The killing did not stop on May 12. On May 14, a suicide truck bomber struck near a court in Gardez, killing five civilians and injuring 29. On May 17, the Taliban attacked a checkpoint near the Mes Aynak copper mine in Logar Province, killing eight security guards. The next day, a suicide Humvee bomber killed nine intelligence personnel at a National Directorate of Security unit in Ghazni. In Jaghatu District that same day, insurgents killed two police officers and three civilians on a road and set their bodies on fire. On May 19, the Taliban attempted to capture Kunduz itself, attacking government posts across the city before being repelled. That evening, gunmen opened fire in a mosque in Charikar during the Ramadan evening prayer, killing eleven worshippers who had just broken their fast. By the time a three-day Eid ceasefire began on May 24, the month had claimed hundreds of lives -- soldiers, police, intelligence officers, civilians, mothers, babies, worshippers, journalists. The ceasefire held for three days. On the night of May 27, the Taliban attacked a checkpoint in Parwan Province, killing five troops. The war resumed as though it had never paused.

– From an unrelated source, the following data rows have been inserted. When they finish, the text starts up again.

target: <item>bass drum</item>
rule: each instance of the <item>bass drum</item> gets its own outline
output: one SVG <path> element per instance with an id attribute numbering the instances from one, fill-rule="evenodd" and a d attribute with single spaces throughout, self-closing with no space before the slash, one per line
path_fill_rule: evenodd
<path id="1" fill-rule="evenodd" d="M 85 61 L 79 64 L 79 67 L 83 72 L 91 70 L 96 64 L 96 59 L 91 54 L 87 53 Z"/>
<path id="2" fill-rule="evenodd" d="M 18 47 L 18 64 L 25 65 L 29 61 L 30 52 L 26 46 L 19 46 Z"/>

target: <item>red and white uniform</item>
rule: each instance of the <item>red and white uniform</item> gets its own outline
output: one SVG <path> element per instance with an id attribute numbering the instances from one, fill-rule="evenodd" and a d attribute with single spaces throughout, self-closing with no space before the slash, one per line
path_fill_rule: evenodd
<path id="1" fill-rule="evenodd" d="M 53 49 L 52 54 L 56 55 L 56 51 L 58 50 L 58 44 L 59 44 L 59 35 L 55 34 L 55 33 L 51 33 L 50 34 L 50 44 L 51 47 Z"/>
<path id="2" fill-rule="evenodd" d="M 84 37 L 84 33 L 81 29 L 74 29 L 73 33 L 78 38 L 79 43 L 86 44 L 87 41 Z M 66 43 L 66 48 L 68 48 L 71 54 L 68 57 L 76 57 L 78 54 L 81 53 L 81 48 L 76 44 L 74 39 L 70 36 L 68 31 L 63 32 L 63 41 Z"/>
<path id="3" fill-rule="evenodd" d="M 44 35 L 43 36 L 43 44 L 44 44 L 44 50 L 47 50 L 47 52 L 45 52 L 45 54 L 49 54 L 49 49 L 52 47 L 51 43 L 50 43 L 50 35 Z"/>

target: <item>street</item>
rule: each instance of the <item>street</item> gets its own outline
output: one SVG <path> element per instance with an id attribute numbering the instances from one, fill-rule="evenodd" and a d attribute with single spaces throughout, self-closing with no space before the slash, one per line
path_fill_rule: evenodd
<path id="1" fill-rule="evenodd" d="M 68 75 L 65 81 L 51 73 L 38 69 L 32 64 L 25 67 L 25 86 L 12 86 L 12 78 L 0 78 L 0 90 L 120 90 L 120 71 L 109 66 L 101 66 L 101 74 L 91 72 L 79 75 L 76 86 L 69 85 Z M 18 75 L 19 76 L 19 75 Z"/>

A bus carrying employees of the Khurshid TV news station was bombed in Kabul on May 30, killing reporter Mir Wahed Shah and technician Shafiq Amiri. ISIL claimed responsibility, calling the station "loyal to the Afghan apostate government." It was the second deadly attack on Khurshid TV in under a year. The United States, the European Union, and NATO condemned the bombing. By the end of May, the toll had become almost impossible to track: attacks in Balkh, Helmand, Laghman, Nangarhar, Paktia, Ghor, Logar, Ghazni, Zabul, Kunduz, Parwan, Khost, Takhar, Farah, and Kabul itself. The peace agreement signed in February was supposed to chart a path out of two decades of war. Instead, it had opened a space in which violence intensified, accountability dissolved, and the people of Afghanistan -- the ones not seated at any negotiating table -- paid the price in blood.
The attacks of May 2020 were spread across Afghanistan, but the focal point -- Ataturk Children's Hospital -- is located at approximately 34.50N, 69.09E in western Kabul. Nearest airport is Kabul International Airport (OAKB). Elevation roughly 1,800 meters (5,900 feet). From the air, Kabul fills a broad valley ringed by arid mountains. The hospital sits in the Dasht-e-Barchi neighborhood, a predominantly Hazara area in the city's west.